Hágase la luz
Koos Stenger
Escuché un hermoso testimonio contado por la evangelista holandesa Corrie ten Boom. Trataba sobre una visita a una prisión muy oscura, situada en algún lugar opresivo de un bosque africano. La mayoría de los reclusos ni siquiera tenían un techo, tenían que quedarse fuera casi todo el tiempo, apilados en un grupo de personas atribuladas. Estaban rodeados de crueles alambres de púas y nerviosos guardias armados que no titubeaban antes de apretar el gatillo.
Y allí, en ese miserable hoyo de desesperación, esos hombres tenían que sufrir por sus delitos. A veces se sentaban desprotegidos bajo un sol abrasador, y en otras ocasiones los azotaba una implacable tormenta que hacía que sus cuerpos delgados y demacrados temblaran de frío.
Corrie era una evangelista, y el día de su visita había estado lloviendo. El lugar se había tornado en un enorme charco de barro lleno de gente sufriendo con expresiones de un miserable abatimiento. En este lugar, la palabra esperanza había perdido su significado. Hablarles a esas personas sobre la bondad de Dios parecía una burla. ¿Cómo podía decirle a esa gente que Dios era eternamente bondadoso?
El poder de las tinieblas es ingenioso, de maldad inteligente, y extremadamente bueno para cultivar el mal. Para convencer a las almas perdidas de que Dios es una mentira y que lo único que hay por delante es un infierno en la tierra y en el más allá; la oscuridad pretende sumergir a la humanidad en una fuerte opresión y en una oscuridad tan impenetrable que todo sentido del bien y del mal pierda significado. Solo resta una lucha implacable por la autopreservación en la que ningún acto de egoísmo es rechazado.
Ese es el poder de la maldad en la hora de las tinieblas.

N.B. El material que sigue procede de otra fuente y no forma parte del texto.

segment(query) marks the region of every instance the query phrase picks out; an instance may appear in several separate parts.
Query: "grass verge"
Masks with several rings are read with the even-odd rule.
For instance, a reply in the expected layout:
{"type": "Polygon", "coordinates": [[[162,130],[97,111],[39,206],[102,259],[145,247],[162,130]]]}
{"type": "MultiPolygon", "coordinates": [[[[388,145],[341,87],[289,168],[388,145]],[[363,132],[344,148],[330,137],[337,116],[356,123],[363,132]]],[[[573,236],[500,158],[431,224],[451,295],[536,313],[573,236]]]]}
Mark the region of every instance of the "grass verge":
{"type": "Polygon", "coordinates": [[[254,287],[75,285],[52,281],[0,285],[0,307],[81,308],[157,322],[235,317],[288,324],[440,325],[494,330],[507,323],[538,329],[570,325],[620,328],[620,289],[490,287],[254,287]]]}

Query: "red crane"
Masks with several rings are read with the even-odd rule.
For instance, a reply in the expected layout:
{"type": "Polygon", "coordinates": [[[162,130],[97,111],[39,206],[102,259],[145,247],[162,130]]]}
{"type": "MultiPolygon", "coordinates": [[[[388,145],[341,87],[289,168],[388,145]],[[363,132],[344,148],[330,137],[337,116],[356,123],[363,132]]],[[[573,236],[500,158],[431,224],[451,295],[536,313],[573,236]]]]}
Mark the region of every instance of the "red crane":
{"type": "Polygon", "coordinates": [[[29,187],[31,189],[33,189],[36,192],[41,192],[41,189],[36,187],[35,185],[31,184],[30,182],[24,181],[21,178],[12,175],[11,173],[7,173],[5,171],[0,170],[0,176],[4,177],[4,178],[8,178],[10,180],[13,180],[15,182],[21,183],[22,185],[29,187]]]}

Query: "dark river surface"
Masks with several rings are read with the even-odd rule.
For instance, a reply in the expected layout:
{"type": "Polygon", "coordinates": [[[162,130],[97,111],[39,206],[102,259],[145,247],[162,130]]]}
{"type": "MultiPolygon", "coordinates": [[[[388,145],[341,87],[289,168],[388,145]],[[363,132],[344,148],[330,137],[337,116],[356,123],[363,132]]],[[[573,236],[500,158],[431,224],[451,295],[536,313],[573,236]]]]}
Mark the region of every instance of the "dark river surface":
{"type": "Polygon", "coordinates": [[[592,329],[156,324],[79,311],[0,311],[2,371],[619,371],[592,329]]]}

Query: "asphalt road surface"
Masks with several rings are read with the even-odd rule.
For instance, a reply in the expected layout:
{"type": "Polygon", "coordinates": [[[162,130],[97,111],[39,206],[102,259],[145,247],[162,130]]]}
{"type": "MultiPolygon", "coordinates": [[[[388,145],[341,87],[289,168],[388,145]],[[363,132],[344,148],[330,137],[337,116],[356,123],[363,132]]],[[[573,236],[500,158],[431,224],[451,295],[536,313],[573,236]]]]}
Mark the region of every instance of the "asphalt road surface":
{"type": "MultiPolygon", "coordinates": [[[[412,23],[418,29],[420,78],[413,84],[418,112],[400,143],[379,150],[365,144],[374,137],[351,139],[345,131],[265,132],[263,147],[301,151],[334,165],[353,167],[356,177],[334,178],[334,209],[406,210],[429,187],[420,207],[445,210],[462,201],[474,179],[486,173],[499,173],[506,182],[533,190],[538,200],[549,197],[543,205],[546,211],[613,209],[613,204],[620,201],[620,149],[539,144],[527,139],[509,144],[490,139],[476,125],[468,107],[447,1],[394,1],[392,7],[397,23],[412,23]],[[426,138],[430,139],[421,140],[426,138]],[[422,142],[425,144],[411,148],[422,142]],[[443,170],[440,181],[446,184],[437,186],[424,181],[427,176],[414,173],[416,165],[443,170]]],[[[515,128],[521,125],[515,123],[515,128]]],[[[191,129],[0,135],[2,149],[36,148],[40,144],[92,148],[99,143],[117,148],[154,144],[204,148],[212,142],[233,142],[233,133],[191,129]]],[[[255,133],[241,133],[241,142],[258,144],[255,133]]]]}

Corrie había estado en prisión de joven, enviada al campo de concentración de Ravensbrück porque su familia había ayudado a ocultar a los judíos. Se acordaba de sus días de sufrimiento y sus luchas con la tentación de ceder a la mentira de que Dios la había olvidado.
Pero Él no lo había hecho.
El solo hecho de que se uniera a la lucha para iluminar el mundo con la luz del glorioso evangelio fue suficiente testimonio. Pero, ¿cómo podía convencer de Su gran fidelidad a esta gente abatida y desesperada que la miraban con los ojos vacíos?
«Lo que necesitan es alegría».
En un destello de inspiración escuchó esa frase. Ese lugar necesitaba alegría. La verdadera alegría, la que viene de lo más profundo. Una alegría sobrenatural. No la alegría de este mundo temporal, sino una alegría que construirá un puente hacia la eternidad.
Y oró. Hizo una oración sencilla, pero con convicción. «Señor, lléname de tanta alegría que contagie a estos prisioneros. Esta oscuridad es demasiado profunda para mí, pero Tú has vencido al mundo».
Empezó a hablar.
Y de la nada, la alegría brotó en su corazón, y tal como lo había pedido, conmovió a los hombres que estaban sumidos en el barro. Primero uno, luego otro, hasta que por fin, se extendió a todos. La esperanza lavó a esta gente desolada que por primera vez entendió por qué Jesús había venido a esta tierra, y en poco tiempo todo el deprimente lugar se transformó. No por la sabiduría del hombre o los dichos inteligentes de un orador experto. Nada de eso. El Espíritu Santo se hizo cargo y echó fuera las tinieblas.
Cuando terminó y tuvo que irse, tanto los prisioneros como los guardias pasaron por delante de la valla de alambre de púas, saliendo de la prisión, siguiendo el impulso de despedirse de ella en agradecimiento. No se disparó ni un solo tiro y no se escapó ningún prisionero. «Vuelva, querida señora», gritaron todos. «Cuéntanos más sobre el Rey del Cielo».
Y así es como luchamos contra la oscuridad. No con nuestras propias fuerzas, ni analizándola o encontrando maneras de evitarla o burlarla. Sino al dejar entrar la luz y dejar que Dios haga lo que Él hace mejor, que es azotar las tinieblas con la vara de Su amor. Después de todo, cuando dijo: «Hágase la luz», lo dijo en serio, y se hizo la luz.